The daughters meet every other month for educational programs about early Revolutionary days and to have tea.

The group studies the Constitution, honors school children for being good citizens, sponsors essay contests and awards scholarships. Mix said her membership in South Carolina has been educational.

"South Carolina has a very interesting Revolutionary War history," she said. "I have learned a good bit about that having not been a native here, such as about people like Francis Marion, and there were a lot of Revolutionary War battles fought in South Carolina."

Nearly 20 Revolutionary War battle sites exist in Beaufort County, according to Jack Parker Jr., author of "Parker's Guide to the Revolutionary War in South Carolina." Two British soldiers who fought in the Battle of Grays Hill are buried in the churchyard at The Parish Church of St. Helena in downtown Beaufort.

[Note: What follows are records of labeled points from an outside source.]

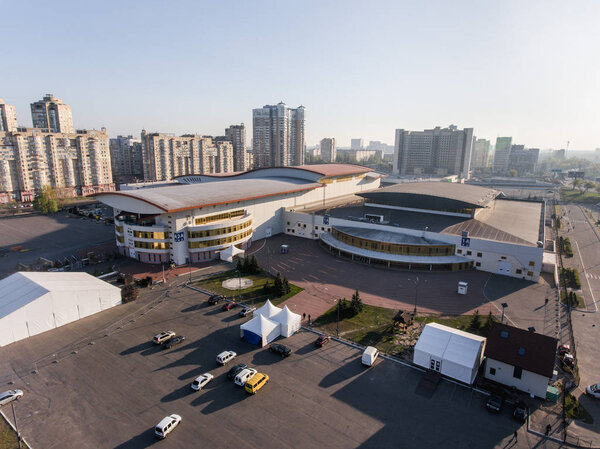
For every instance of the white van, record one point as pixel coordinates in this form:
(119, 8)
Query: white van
(244, 376)
(166, 425)
(369, 356)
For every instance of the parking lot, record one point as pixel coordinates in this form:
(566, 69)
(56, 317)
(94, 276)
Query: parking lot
(110, 385)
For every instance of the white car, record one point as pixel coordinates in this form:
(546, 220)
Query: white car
(593, 390)
(226, 356)
(163, 336)
(244, 375)
(201, 381)
(166, 425)
(9, 396)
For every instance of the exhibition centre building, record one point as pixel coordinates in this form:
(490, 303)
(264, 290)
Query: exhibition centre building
(417, 225)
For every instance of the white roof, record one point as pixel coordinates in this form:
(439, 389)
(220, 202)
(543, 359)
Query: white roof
(450, 344)
(259, 325)
(23, 288)
(286, 316)
(268, 310)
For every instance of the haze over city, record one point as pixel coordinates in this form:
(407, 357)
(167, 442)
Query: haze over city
(519, 69)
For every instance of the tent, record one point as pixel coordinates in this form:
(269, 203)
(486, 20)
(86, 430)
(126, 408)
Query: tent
(259, 330)
(288, 320)
(229, 253)
(36, 302)
(268, 310)
(451, 352)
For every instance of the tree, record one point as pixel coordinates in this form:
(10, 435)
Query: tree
(45, 201)
(475, 321)
(356, 304)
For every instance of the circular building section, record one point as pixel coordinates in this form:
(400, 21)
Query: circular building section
(397, 249)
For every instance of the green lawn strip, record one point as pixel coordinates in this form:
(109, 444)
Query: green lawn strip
(255, 294)
(574, 410)
(8, 437)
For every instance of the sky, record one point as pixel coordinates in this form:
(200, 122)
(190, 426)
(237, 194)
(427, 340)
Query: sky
(526, 69)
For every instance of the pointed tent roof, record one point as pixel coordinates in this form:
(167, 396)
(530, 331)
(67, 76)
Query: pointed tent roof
(268, 310)
(286, 316)
(259, 325)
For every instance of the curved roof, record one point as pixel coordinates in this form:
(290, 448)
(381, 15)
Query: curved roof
(433, 195)
(191, 196)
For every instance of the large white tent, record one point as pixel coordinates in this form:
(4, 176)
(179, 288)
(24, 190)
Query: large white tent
(259, 330)
(32, 303)
(449, 351)
(288, 321)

Mix said being a member of two different DAR groups over the past 50 years has been interesting. Today, Thomas Heyward Chapter has about 80 members -- which is considered to be a large group. Mix credits modern technology for much of that growth. With the high-tech advances in genealogical research, Mix is hopeful about the next 50 years of DAR.

"There are more members nowadays since research is more online on the Web and it is more modernized and it is a bigger organization. Since people have taken an interest in their ancestry, things have been very lively," Mix said.